Fausse huile d’olive pure à 100 %

En novembre 2017, l’entreprise lavalloise Simon & Nolan a payé une amende de 20 000 $ après avoir plaidé coupable à quatre chefs d’accusation pour avoir contrevenu à la Loi sur les aliments et drogues du Canada. Des tests de l’ACIA ont révélé que l’entreprise avait notamment vendu de la fausse huile d’olive pure à 100 %, commercialisée sous le nom Villa Toscanella. Les produits ont été confisqués et détruits. Ce dossier a aussi été piloté par Me Josée Pratte.

De l’huile d’olive coupée

L’entreprise Tucom inc., de Mirabel, a plaidé coupable d’avoir vendu de l’huile d’olive extra-vierge de manière trompeuse en juillet 2015, au palais de justice de Saint-Jérôme. Elle a payé une amende de 12 000 $. En 2012, cette même entreprise a plaidé coupable d’avoir étiqueté un aliment comme étant de l’huile d’olive extra-vierge alors qu’une autre huile végétale s’y trouvait. Elle a payé 6000 $ d’amende pour ce délit.
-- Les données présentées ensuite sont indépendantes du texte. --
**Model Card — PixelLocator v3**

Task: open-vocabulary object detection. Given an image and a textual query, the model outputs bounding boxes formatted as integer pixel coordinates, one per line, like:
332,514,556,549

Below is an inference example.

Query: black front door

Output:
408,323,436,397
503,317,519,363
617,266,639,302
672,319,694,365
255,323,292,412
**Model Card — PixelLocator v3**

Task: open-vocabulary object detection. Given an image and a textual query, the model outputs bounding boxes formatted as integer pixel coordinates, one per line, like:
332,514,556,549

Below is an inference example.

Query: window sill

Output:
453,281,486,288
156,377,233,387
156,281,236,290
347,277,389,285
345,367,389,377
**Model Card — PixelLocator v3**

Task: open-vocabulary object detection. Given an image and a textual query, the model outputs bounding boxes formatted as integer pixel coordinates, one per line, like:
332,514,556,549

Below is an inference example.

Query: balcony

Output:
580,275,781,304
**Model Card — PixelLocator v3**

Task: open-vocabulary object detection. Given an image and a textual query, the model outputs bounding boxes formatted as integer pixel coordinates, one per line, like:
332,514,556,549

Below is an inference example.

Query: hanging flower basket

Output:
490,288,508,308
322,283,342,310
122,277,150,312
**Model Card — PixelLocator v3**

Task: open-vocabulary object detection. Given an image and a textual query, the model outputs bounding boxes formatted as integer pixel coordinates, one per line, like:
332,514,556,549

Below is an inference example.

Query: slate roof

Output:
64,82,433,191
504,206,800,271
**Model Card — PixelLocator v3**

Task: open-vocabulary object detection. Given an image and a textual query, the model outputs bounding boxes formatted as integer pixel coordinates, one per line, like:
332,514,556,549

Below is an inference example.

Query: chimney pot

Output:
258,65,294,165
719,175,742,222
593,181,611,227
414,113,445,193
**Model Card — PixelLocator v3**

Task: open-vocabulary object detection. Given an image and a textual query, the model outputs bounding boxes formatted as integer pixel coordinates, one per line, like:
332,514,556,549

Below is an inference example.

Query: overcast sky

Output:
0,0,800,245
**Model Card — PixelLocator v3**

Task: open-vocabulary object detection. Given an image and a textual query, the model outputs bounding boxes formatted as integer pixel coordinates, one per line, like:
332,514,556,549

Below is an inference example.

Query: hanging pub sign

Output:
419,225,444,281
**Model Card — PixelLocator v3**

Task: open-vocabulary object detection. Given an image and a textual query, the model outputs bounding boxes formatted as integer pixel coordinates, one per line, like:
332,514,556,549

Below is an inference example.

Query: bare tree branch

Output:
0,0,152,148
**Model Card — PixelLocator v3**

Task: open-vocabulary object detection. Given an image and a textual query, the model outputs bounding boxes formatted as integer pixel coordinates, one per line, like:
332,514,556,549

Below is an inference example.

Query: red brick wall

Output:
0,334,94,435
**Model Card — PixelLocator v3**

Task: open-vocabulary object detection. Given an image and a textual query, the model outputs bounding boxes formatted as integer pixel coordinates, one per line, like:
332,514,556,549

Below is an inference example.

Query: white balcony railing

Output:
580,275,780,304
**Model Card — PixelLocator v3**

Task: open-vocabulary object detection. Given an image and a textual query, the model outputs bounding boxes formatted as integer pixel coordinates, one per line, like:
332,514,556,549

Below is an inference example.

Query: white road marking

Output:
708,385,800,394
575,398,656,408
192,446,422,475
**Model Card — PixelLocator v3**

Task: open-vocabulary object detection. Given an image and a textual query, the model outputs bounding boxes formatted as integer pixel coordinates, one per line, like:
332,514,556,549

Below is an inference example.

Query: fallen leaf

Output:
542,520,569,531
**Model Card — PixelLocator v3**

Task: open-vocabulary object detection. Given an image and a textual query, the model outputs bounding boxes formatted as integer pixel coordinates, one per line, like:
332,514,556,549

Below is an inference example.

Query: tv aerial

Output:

Fausses dates de péremption

L’ancien président du Groupe CNP inc., Denis Plourde, a été déclaré coupable de cinq chefs d’accusation en lien avec la Loi et le Règlement sur l’inspection des viandes. La cause a été entendue au palais de justice de Rivière-du-Loup en février 2015. « L’enquête de l’ACIA a permis de déterminer que M. Plourde a ordonné, autorisé, approuvé ou effectué l’altération de données informatiques relatives à la traçabilité de produits, et utilisé sur des étiquettes des renseignements faux ou trompeurs concernant la date de production des produits », précise un communiqué de l’ACIA.

Mollusques illégaux

En 2014, l’entreprise de Pointe-Claire Tassy’s Fish and Seafood a plaidé coupable à trois chefs d’accusation, dont un en contravention avec la Loi sur les aliments et les drogues, pour avoir apposé des étiquettes trompeuses sur des caisses de mollusques. Elles affichaient un numéro d’établissement agréé alors que les produits n’y avaient jamais transité. L’enquête a aussi démontré que l’entreprise avait exporté illégalement des fruits de mer vers les États-Unis et l’Ontario.